Ancelotti übernimmt Verantwortung

Stadt der fünf Meere wird Rostow genannt. Nach dem ersten Sieg von FK in deren Königsklassen-Historie auch Stadt der Bayern-Pleite. „Wir sind auseinandergebrochen. Die Tore sind zu einfach, da müssen wir als Mannschaft besser verteidigen“, moserte Boateng, später mit einer Muskelverletzung ausgewechselt, und Lahm sagte: „Krise ist vielleicht zu viel, aber wir müssen schnellstmöglich unsere Fehler abstellen. Wir wissen nicht, dass der Gegner auch Tore machen kann.“ Ehrlich?

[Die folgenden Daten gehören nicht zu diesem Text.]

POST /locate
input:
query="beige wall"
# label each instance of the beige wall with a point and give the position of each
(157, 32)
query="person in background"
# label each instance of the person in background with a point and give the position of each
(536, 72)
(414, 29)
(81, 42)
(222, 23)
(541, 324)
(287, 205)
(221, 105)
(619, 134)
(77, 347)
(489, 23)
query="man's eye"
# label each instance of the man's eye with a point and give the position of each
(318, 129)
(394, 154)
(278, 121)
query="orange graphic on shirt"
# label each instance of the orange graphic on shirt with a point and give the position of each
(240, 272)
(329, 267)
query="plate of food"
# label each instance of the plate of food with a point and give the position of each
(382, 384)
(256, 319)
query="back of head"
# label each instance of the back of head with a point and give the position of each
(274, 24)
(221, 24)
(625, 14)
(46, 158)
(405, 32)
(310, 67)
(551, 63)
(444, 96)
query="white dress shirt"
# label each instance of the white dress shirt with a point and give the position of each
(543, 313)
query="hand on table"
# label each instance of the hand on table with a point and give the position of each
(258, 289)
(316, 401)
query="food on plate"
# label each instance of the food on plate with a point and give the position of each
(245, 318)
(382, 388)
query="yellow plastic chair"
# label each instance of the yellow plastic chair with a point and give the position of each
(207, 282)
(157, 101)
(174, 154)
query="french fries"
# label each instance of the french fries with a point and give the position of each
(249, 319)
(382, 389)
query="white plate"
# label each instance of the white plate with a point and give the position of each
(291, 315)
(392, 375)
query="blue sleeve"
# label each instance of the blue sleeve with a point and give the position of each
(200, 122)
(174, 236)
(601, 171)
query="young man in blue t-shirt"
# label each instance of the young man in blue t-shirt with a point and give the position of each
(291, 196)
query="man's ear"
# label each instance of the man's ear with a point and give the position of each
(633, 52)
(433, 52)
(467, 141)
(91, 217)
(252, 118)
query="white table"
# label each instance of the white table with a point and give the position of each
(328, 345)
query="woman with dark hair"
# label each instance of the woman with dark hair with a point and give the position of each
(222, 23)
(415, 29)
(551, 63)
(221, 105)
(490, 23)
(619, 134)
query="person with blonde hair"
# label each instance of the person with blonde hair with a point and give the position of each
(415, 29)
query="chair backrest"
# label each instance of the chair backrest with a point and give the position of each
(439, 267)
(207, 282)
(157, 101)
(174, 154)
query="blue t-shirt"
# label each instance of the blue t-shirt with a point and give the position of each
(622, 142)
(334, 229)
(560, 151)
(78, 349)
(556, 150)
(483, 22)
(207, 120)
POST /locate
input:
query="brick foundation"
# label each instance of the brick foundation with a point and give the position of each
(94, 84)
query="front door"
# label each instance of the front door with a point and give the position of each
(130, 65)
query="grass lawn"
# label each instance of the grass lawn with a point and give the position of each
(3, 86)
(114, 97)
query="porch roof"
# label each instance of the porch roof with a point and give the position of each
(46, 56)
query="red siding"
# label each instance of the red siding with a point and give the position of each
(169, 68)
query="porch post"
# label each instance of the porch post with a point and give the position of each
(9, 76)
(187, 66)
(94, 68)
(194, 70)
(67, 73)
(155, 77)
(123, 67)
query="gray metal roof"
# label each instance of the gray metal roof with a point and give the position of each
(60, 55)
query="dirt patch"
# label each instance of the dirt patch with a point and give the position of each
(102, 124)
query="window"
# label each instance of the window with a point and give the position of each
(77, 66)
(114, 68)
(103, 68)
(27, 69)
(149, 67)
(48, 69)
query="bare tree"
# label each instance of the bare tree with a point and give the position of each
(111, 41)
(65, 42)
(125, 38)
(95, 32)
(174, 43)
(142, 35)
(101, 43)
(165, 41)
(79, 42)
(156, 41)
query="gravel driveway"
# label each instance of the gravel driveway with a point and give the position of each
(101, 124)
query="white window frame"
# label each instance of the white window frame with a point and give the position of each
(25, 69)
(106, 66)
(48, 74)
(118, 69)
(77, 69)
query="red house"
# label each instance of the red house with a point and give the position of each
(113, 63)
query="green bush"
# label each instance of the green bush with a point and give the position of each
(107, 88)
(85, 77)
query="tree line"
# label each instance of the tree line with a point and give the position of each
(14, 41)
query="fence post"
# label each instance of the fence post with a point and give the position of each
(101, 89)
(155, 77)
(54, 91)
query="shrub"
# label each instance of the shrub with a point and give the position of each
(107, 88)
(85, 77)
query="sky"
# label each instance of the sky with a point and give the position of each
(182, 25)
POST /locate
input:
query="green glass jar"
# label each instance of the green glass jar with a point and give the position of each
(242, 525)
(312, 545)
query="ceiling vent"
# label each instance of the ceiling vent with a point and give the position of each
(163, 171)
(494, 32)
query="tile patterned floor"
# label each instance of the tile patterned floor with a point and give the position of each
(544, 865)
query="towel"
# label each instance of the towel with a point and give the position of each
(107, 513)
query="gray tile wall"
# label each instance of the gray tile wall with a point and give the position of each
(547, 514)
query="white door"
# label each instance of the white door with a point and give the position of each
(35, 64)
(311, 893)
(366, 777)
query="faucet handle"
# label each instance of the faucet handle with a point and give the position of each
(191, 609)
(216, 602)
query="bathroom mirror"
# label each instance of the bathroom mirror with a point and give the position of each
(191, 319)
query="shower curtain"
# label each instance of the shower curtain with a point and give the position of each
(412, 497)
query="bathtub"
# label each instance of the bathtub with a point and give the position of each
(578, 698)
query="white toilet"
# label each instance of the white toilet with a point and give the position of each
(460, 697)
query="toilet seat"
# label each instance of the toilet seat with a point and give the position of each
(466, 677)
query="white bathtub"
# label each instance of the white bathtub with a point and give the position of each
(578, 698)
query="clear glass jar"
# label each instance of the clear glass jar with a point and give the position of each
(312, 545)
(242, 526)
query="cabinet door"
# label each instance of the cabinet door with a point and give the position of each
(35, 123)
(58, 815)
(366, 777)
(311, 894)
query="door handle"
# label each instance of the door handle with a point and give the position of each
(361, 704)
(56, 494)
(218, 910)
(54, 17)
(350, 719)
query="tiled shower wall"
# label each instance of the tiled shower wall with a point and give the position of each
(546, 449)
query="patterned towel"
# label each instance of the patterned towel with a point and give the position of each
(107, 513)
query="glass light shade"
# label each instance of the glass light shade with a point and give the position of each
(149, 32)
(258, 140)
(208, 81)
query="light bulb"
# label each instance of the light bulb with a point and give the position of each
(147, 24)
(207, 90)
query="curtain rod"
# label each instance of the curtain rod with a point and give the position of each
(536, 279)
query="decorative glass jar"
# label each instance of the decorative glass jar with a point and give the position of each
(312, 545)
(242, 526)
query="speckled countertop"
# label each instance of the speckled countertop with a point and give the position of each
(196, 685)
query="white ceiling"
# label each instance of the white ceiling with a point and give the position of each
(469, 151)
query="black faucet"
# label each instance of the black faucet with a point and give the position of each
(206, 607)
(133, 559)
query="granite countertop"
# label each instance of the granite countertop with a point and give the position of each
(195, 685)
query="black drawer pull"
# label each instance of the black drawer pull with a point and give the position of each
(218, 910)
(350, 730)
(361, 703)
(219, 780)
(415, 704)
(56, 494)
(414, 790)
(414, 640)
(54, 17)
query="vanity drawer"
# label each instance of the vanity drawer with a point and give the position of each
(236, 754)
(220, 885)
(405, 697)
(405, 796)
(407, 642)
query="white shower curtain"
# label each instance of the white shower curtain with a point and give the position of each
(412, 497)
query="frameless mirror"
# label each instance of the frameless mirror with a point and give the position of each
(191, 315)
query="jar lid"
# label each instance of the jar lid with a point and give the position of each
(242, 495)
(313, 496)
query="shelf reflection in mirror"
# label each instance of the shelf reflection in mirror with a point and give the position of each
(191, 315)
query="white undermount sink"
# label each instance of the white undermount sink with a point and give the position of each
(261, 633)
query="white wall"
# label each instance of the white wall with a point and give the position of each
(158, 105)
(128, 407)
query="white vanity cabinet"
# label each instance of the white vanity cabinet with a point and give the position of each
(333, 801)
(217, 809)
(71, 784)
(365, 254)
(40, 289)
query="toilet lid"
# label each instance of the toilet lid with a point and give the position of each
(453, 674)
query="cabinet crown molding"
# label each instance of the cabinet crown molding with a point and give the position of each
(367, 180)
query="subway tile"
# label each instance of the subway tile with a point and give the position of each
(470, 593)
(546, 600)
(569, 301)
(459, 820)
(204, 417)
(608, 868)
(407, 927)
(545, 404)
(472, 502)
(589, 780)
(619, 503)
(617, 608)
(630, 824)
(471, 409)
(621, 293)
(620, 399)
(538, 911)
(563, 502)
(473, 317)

Und Ancelotti? „Im Moment ist es schwierig für uns“, sagte er bedient. „Als Trainer muss ich die Verantwortung übernehmen und die Mannschaft so schnell wie möglich wieder in die Spur bringen.“ So ist es.

Der Bayern-Tross flog noch in der Nacht zurück nach München. Man ist nur noch Jäger - in Europa und in der Liga. „Ab Samstag wird es da zur Sache gehen,“ hatte Rummenigge mit Blick auf das Leverkusen-Spiel gesagt. Bayern muss liefern. und Ancelotti zeigen, dass er ein harter Hund sein kann.